So he said nothing, only gripped Charlie’s hand tightly in his before letting it go. Charlie gave him a nod, a silent code for, “Good luck.” James nodded back.

James and Charlie had been split into different groups this time. Charlie was to go with the group to lead the half the herd around one side, and James lead it around the other. As they walked, one Whisperer suddenly stopped.

“What are you doing?” James hissed under his breath, daring to look behind him. The one that had stopped was a young boy, maybe 14, that James didn’t know the name of. “We need to keep moving.”

The boy was frozen in place, and he looked up at James, ocean green eyes standing out against his mask. “What if we don’t have to attack?”

James’ brows furrowed. “What?”

“These people… they’re just like us. Only on a different path!” The tension in James’ shoulders loosened, and he gripped the knife in his hand more tightly. “Maybe we can negotiate, work together-”

The boy stopped talking as James slit his throat open. 

He gurgled on his own blood, falling to his knees and trying desperately to stop the bleeding until he stopped moving. James watched him fall, his hands shaky and covered in blood. The knife clattered to the ground, and he backed away, forcing himself to tear his eyes off the body as he jogged to catch up to the group.

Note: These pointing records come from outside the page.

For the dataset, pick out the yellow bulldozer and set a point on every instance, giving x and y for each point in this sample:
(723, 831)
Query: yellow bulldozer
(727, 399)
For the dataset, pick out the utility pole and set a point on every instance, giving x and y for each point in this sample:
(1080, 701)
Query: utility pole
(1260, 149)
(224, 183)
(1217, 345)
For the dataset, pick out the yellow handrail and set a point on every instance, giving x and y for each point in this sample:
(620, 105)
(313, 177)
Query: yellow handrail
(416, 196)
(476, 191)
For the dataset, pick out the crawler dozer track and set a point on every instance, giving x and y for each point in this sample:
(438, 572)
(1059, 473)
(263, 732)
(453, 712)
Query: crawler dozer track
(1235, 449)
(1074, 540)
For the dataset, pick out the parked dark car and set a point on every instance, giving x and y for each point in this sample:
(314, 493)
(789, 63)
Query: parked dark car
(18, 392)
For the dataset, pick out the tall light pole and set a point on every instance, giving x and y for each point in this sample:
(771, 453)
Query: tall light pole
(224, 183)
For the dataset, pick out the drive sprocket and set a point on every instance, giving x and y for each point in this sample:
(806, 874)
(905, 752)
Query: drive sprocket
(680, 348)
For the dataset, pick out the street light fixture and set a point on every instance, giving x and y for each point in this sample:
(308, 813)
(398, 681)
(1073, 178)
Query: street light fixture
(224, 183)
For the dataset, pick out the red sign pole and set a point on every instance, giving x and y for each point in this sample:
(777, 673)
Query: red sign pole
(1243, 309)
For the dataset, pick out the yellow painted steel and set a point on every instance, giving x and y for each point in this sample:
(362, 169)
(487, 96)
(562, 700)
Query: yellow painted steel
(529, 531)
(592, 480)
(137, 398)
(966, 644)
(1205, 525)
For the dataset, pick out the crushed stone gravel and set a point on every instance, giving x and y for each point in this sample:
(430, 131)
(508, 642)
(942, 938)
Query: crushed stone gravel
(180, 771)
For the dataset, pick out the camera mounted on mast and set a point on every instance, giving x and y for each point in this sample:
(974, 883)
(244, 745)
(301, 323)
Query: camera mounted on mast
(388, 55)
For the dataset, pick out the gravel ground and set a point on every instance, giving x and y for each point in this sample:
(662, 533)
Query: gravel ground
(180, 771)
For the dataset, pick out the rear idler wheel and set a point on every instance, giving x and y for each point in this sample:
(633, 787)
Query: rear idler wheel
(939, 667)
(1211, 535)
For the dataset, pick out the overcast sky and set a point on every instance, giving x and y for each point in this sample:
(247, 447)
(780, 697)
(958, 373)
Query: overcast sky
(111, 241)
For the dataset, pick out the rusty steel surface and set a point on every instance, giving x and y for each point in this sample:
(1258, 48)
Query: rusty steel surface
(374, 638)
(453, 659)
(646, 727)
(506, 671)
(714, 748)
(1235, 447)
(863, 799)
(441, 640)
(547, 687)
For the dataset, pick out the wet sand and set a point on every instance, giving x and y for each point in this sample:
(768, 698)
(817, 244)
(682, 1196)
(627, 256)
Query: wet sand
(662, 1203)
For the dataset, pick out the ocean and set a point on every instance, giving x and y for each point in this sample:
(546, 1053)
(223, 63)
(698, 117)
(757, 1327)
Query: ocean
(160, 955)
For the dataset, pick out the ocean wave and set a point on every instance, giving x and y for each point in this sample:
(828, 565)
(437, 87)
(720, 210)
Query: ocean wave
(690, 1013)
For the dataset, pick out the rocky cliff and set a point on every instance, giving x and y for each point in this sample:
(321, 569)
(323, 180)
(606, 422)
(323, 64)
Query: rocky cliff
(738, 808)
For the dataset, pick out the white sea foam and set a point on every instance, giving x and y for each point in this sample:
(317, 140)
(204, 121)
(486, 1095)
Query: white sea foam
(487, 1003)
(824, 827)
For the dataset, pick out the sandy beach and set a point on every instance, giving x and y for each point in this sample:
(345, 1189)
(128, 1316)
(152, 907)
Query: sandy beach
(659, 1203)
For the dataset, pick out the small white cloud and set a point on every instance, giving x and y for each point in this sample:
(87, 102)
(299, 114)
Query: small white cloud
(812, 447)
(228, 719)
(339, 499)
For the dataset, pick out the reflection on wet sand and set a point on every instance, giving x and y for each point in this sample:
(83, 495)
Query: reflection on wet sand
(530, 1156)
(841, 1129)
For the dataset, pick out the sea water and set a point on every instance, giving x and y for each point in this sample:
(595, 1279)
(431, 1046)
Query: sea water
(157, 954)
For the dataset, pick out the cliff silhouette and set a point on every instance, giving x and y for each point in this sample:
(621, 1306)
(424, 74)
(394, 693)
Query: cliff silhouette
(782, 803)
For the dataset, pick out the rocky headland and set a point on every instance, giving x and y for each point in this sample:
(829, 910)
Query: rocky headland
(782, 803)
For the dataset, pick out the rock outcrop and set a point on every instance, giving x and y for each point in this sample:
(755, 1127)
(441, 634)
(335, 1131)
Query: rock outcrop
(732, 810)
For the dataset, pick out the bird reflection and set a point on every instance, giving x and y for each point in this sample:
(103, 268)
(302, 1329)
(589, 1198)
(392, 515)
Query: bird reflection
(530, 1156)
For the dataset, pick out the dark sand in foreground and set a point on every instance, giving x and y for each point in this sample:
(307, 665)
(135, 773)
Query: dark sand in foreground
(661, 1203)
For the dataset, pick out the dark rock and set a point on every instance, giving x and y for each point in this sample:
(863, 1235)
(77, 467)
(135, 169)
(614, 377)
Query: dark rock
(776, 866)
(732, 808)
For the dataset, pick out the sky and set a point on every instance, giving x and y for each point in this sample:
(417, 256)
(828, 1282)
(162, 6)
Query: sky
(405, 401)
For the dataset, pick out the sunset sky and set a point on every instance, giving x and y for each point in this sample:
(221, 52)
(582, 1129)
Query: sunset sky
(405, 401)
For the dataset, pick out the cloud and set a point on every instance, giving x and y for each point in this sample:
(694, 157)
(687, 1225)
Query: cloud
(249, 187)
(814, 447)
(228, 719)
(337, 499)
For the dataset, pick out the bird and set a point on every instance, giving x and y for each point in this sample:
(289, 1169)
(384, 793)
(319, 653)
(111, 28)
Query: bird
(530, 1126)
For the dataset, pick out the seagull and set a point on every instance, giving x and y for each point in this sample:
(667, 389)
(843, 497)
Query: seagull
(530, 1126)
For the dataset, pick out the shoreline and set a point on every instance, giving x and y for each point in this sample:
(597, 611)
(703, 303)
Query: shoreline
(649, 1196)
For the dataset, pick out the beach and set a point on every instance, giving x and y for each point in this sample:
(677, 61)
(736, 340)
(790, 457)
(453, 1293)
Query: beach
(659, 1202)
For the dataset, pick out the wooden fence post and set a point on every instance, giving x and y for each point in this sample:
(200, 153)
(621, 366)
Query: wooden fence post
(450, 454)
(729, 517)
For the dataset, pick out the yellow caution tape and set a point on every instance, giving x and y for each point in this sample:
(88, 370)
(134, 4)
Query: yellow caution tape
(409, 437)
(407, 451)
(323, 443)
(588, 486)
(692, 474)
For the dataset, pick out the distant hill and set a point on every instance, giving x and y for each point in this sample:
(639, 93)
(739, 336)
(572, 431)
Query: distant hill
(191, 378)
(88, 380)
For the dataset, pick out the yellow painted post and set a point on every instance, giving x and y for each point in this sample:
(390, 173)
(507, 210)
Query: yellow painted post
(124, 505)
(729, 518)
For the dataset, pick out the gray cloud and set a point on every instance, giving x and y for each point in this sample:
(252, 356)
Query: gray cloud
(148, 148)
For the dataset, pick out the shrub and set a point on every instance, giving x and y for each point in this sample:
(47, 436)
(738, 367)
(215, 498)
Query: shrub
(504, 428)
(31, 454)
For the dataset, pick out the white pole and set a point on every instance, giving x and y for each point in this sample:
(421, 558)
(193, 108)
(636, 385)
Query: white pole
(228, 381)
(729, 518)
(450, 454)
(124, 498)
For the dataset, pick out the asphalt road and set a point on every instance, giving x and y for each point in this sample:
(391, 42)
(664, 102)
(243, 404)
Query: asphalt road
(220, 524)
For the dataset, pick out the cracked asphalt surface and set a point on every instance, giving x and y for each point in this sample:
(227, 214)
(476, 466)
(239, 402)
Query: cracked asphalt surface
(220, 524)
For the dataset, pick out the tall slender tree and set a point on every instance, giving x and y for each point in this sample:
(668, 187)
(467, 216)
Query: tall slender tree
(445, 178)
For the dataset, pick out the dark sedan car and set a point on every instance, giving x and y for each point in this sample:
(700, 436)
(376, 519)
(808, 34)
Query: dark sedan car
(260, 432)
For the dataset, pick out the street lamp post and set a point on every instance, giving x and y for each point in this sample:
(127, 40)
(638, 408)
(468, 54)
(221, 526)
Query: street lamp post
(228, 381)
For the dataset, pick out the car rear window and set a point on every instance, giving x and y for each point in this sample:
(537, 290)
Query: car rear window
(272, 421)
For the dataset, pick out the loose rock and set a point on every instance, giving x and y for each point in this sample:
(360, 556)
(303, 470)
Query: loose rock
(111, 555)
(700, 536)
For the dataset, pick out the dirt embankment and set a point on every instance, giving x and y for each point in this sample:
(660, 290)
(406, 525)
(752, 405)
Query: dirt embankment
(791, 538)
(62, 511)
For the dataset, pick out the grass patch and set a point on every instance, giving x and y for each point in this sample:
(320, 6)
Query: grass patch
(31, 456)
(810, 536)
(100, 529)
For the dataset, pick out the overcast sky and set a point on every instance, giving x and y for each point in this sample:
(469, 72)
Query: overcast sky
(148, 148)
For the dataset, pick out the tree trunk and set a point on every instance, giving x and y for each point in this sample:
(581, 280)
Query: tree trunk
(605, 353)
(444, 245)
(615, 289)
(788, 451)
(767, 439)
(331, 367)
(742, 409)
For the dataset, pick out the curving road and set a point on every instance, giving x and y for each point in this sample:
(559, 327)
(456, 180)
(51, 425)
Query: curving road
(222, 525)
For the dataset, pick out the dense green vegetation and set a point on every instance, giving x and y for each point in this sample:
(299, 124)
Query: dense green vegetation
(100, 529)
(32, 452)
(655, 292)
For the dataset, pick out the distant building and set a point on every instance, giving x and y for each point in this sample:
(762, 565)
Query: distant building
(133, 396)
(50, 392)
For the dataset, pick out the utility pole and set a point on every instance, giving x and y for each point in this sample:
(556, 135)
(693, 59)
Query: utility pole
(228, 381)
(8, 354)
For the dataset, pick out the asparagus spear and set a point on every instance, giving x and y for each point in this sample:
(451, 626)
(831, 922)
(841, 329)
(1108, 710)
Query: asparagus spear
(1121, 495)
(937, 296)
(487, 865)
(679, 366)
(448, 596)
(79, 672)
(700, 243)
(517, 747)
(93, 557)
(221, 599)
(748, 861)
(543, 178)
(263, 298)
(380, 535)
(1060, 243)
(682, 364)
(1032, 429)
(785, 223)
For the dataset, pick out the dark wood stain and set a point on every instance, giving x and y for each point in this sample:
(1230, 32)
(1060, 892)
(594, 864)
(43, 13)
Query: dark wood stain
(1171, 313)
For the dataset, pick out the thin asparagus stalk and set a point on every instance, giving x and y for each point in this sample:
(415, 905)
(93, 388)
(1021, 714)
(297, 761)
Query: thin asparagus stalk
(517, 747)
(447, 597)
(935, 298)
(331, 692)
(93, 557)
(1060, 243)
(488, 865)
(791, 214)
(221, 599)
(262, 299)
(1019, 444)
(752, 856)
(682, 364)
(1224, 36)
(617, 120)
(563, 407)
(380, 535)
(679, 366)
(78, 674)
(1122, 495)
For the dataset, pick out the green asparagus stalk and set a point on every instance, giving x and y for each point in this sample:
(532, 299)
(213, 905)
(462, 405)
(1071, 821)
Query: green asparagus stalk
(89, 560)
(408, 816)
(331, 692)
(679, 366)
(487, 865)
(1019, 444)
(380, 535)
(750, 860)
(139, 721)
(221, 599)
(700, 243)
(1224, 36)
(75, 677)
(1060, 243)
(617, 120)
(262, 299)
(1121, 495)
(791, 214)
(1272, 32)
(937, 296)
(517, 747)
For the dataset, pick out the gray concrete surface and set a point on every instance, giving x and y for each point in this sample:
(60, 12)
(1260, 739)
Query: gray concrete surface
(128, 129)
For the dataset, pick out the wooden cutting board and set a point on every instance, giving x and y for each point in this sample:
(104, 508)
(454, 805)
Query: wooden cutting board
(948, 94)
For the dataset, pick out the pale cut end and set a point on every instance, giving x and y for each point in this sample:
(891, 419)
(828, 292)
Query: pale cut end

James had killed before, but this felt…  _ wrong _ , somehow. James shook his head. What he had done was the right thing. The boy was weak, his peaceful ideals would’ve only dragged them down. He clenched his fists, feeling the still warm blood on his fingertips as he willed himself to stop shaking.

As they reached the survivor’s camp, they were able to fend off the walkers pretty well, but as usual, were unprepared for the Whisperers’ assault. The first person fell to the ground with a shocked expression and a knife wound in his heart, and he barely had time to gasp for air before his body gave out completely.

The shock from the attack did its work. The survivors weren’t prepared, and the ones that weren’t taken down by the Whisperers were eaten alive. The screams had long since stopped bothering James, but they seemed louder tonight. He shook it off.

A young girl was running from the group, and James tore after her, grabbing her by the shirt and holding his other knife against her chest. She shook in his grip, tears streaming down her face and her hands clawed at his. “Please… please…” she begged for her life, her pleading brown eyes like huge saucers gazing into his.

“Hey!” A voice came from behind him. Charlie. “What are you waiting for? Get rid of her so we can go.”

James’ eyes went back to the girl, who had started to squirm more in his grip. Why was he hesitating?  _ These people are like us. _ He shook his head, trying to get the voice of the boy to stop.  _ Just on a different path. _

The young girl kicked him in the knee, and James grunted in pain but didn’t let her go. His eyes closed as he rested the tip of the knife against her chest. A hand rested on top of his, forcing the knife into her chest. She stopped whimpering, stopped moving. James dropped her, looking away from her body before it even hit the ground.

“What’s gotten into you?” Charlie asked, and the herd started to move away as their work was done. “We have to go, come on.”

James couldn’t stop shaking all the way back to the camp, and the young girl’s cries and the boy’s voice echoed in his mind for hours on end.

\---

James woke up with a gasp, hair sticking to the sweat on his forehead and heart beating erratically. His hands suddenly felt dirty. Coated in blood. The blood of all the people he had killed, the peace he had disturbed-

“Whoa, hey, hey.” Charlie’s voice brought him back down to reality, and James forced his teary gaze over to him. “Did you have another nightmare?”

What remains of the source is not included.